2. The buyer. It would be easy to make the provocative statement that IT, as a functional organization, is dead. The argument has been made before, and while it may have been eloquently made, it is still disingenuous. IT as a function must change. Its buying power is already slipping. Functional executives are making the decision to buy “as-a-service” solutions to solve specific business problems with integrated bundles of services, software, hardware and connectivity that are consumption-priced. A server, a developer, or an application, by itself, solves nothing.The purchasing decision is finally aligning to the problem that must be solved, and this is a good thing.
But IT has a role. If these best-of-breed purchases don’t eventually work with each other, the enterprise will break down. The new business buyer doesn’t see this, but IT does. The successful IT departments of the near future will be, first and foremost, service integrators. IT is not dead—it is simply being jolted out of its comfort zone.

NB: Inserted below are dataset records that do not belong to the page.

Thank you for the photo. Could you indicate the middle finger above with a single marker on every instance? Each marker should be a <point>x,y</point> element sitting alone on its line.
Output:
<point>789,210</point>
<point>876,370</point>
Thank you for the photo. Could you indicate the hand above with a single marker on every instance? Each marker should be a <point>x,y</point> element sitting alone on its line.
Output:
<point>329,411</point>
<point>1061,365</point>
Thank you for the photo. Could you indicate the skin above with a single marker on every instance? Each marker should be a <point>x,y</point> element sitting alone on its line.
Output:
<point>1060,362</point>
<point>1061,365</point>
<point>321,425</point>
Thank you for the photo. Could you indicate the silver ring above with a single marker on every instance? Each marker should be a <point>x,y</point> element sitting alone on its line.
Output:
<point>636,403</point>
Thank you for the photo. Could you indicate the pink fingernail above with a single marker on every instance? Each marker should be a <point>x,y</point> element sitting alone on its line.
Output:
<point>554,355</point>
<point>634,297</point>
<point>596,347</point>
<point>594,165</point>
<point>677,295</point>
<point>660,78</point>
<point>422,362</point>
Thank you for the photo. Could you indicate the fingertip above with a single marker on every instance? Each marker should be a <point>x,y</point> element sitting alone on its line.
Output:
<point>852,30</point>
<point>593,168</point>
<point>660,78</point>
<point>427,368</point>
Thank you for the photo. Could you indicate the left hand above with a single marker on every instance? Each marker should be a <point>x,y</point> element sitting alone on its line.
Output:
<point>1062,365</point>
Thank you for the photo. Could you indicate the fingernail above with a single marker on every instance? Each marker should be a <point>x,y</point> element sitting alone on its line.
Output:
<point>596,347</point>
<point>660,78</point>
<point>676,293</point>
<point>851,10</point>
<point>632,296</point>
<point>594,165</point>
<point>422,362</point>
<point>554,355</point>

3. The service provider. In addition to the obvious generic cloud offerings, such as Amazon Web Services and Microsoft Azure, there are hundreds more that are vertical-specific and taking the market by storm. Enterprises are learning that, though an asset-centric approach gives them bragging rights in terms of speed-to-cloud, it delivers little value. Application-centric approaches are the key to harnessing the real value of the cloud and its technological friends (analytics, mobile, automation, etc.).
I suspect the industry will continue to embrace the “-as-a-service” model, but many traditional service providers are behind the curve on this, not having done enough to create these solutions, or—even when they have—lacking relationships with the appropriate buyers. But they have time. Traditional IT, like mainframe, will be around for a long time. The installed user base is too large for that not to be the case, and certain applications, like ERP, seem to be staying put for the foreseeable future. The portion of the market that is not moving forward will shrink every year. Successful service providers need to show growth to be relevant. The path to growth today is solving operational, not technical, problems and then finding a way to deliver that solution in the manner that enterprises want to buy it.
The script may be new, but we have all seen this movie before. For as much as we talk about the blinding pace of change in IT, a look at most large corporations will prove conclusively that it takes a long, long time to transition from legacy solutions to modern ones. For the foreseeable future, the winners will be those that manage adoption together with integration, whether they be buyers or sellers.